Otonomi strategis, fokus kebijakan luar negeri Prancis, adalah favorit China, yang melihat gagasan itu sebagai bukti jarak Eropa dari AS. Untuk bagiannya, Macron mengatakan kepada Xi sehari sebelumnya bahwa Prancis mempromosikan “otonomi strategis Eropa,” tidak suka “konfrontasi blok” dan percaya dalam melakukan urusannya sendiri. “Prancis tidak memihak,” katanya.
Posisi Prancis ditantang oleh beberapa orang di Eropa yang melihatnya sebagai tugas mendesak untuk mengambil pendekatan yang lebih keras terhadap Beijing.
“Macron dapat dengan mudah menghindari gambaran suram perpecahan Eropa dan transatlantik,” kata Thorsten Benner, direktur Institut Kebijakan Publik Global yang berbasis di Berlin. “Tidak ada yang memaksa Macron untuk muncul dengan delegasi bisnis yang besar, mengulangi ilusi timbal balik yang tidak terbukti dan menipu dirinya sendiri tentang melakukan sihir pribadinya pada Xi untuk membuat pemimpin China berbalik melawan Putin.”

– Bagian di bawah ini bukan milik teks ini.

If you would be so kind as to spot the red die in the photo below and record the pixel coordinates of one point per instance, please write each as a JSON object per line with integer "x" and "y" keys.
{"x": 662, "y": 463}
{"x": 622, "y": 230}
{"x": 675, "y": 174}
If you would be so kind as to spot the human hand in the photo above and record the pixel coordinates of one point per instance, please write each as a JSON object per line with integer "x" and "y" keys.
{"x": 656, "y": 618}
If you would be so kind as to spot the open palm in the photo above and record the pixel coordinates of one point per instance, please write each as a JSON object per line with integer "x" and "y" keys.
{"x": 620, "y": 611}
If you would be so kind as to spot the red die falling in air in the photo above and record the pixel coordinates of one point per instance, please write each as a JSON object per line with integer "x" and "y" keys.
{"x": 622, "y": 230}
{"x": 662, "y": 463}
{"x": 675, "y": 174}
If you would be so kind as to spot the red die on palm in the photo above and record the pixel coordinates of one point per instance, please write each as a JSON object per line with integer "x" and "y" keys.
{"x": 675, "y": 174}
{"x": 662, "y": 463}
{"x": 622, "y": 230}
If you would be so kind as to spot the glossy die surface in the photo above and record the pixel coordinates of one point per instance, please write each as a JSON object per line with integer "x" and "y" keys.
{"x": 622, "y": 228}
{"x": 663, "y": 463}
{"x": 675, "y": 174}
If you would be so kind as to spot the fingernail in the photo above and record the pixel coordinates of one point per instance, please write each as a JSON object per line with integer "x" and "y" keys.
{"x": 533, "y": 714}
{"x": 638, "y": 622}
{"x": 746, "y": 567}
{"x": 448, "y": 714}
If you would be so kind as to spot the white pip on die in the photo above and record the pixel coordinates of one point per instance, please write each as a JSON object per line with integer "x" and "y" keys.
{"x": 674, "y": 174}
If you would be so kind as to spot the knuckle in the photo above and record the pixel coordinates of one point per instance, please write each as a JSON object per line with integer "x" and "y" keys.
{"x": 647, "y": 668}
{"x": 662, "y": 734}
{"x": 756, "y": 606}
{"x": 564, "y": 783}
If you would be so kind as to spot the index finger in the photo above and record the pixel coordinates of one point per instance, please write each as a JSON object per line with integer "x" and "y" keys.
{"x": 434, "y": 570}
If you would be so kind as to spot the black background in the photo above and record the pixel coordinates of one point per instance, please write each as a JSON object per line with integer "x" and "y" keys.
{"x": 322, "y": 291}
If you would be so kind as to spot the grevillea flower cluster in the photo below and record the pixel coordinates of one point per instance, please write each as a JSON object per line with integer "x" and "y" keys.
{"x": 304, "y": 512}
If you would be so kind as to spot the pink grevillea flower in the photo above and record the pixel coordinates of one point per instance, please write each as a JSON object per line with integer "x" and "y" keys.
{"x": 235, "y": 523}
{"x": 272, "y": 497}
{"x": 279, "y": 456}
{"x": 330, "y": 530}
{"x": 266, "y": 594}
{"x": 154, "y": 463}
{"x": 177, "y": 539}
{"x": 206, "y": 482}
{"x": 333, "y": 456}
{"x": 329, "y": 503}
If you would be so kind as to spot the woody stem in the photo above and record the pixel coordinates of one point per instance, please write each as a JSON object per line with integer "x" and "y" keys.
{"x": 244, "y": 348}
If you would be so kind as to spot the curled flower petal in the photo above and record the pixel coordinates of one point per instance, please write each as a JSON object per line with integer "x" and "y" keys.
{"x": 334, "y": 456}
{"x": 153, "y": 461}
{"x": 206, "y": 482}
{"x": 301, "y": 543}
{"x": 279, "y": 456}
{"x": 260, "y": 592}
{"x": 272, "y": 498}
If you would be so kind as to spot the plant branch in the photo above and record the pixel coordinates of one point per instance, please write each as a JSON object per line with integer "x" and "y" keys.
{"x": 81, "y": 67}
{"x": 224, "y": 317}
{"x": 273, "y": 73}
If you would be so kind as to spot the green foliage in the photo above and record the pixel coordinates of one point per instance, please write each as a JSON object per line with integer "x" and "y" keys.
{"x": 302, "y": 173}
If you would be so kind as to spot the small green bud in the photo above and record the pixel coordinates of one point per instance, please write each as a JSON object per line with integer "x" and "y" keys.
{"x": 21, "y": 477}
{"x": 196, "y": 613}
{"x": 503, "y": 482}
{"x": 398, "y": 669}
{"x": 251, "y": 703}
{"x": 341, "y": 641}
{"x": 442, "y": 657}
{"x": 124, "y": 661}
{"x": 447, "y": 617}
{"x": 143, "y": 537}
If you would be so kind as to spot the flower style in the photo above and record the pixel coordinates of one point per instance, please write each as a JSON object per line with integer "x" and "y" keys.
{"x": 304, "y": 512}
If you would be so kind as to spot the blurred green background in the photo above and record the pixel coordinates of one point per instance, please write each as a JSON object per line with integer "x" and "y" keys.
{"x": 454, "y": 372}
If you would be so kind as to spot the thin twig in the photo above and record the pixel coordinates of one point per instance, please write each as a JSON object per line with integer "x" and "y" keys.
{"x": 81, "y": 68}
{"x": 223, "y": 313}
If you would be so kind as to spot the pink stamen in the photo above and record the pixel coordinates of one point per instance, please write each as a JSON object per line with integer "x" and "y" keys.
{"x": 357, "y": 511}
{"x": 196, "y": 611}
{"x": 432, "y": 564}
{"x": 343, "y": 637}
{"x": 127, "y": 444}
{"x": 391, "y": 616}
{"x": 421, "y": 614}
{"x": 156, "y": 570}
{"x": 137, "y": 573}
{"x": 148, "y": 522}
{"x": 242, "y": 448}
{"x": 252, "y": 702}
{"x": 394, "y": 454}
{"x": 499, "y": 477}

Holger Hestermeyer, seorang profesor hukum Uni Eropa di King’s College London, mengatakan Beijing akan berjuang untuk memecah aliansi transatlantik tersebut.
“Jika China ingin berhasil membangun tatanan dunia baru, memisahkan UE dari AS – bahkan sedikit – akan menjadi tujuan yang berharga – dan ingatlah, mungkin tujuan yang sulit dipahami,” kata Hestermeyer. “Saat ini UE sedang memperkuat pertahanannya khususnya karena China mencoba bermain memecah belah dan menaklukkan UE di masa lalu.”
Fokus Xi pada Amerika tidak salah lagi ketika dia beralih ke topik yang jauh dari prioritas utama Eropa, selama pertemuan tiga arahnya dengan Macron dan von der Leyen. Seminggu sebelumnya pemerintahan Biden mengadakan KTT kedua untuk Demokrasi, di mana Rusia dan China digambarkan sebagai ancaman utama.
“Menyebarkan apa yang disebut ‘demokrasi versus otoritarianisme’ [narrative],” kata Xi kepada tamu Eropanya pada hari Kamis, “hanya akan membawa perpecahan dan konfrontasi ke dunia.”